Pertanyaan itu membuat Rania tersentak kembali ke realita. Ia menggeleng perlahan lalu memaksakan senyum tipis. “Aku baik-baik saja.. Kita selesaikan meeting ini cepat. Aku ingin segera kembali ke Jakarta.”
Sonya mengangguk meski raut khawatir belum sepenuhnya hilang dari wajahnya.
“Baik, Bu.”
Begitu Rania mulai melangkah masuk, udara dingin dari pendingin ruangan langsung menyapa kulitnya. Baru beberapa detik ia menapaki lantai marmer lobby, langkahnya terhenti mendadak.
Di sana.

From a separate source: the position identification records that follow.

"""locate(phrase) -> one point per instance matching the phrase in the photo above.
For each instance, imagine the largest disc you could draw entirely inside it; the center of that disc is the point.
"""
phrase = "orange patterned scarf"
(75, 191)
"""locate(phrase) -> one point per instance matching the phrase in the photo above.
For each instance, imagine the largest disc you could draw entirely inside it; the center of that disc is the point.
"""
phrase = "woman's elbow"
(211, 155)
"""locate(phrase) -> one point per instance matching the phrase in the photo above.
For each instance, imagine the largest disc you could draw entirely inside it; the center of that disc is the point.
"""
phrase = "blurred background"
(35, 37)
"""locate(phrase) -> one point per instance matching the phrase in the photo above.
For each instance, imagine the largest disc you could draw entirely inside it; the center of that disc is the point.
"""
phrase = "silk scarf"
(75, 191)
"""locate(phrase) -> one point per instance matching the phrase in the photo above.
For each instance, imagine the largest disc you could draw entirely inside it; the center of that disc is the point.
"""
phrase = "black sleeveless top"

Tidak jauh dari tempatnya berdiri, Jordi telah menunggu dengan kedua tangan yang dimasukkan ke dalam saku celananya. Ia tampak tersenyum, senyum yang dulu sangat Rania suka namun sekarang hanya membuatnya ingin pergi sejauh mungkin.

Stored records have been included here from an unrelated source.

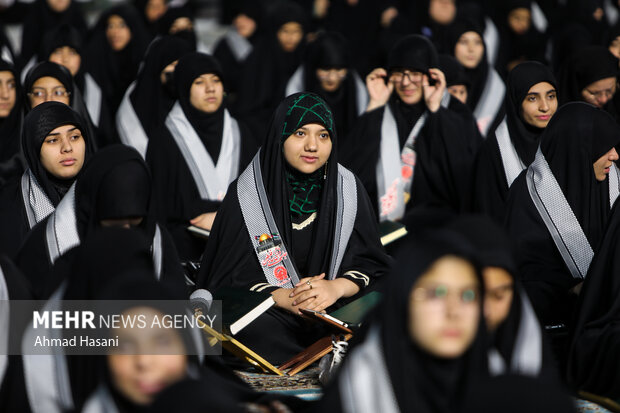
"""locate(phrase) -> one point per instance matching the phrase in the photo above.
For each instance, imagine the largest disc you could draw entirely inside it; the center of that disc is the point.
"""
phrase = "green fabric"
(307, 108)
(304, 192)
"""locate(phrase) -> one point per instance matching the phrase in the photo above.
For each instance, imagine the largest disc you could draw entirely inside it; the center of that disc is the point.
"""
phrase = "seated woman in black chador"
(425, 345)
(558, 208)
(295, 224)
(55, 145)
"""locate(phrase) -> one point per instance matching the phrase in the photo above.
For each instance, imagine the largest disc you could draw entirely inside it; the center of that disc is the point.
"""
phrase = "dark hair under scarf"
(149, 99)
(115, 184)
(39, 122)
(208, 126)
(578, 135)
(585, 67)
(478, 75)
(524, 137)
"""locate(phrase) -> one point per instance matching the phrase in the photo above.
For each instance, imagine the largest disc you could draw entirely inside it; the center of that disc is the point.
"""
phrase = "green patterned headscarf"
(305, 189)
(307, 108)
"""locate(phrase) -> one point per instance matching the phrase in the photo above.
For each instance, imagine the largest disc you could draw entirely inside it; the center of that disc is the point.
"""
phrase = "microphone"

Tubuh Rania seketika menegang. Tatapan mereka bertemu. Hanya sepersekian detik, namun cukup untuk membuat perutnya terasa mual.
Sonya yang menyadari perubahan raut wajah Rania segera menyentuh lengannya.
“Bu, mari kita langsung ke ruang meeting,” ucapnya lembut namun tegas.
Rania mengangguk cepat. Mereka berjalan tanpa memberi kesempatan bagi Jordi untuk mendekat. Lelaki itu hanya mengikuti dengan tatapan yang sulit dibaca.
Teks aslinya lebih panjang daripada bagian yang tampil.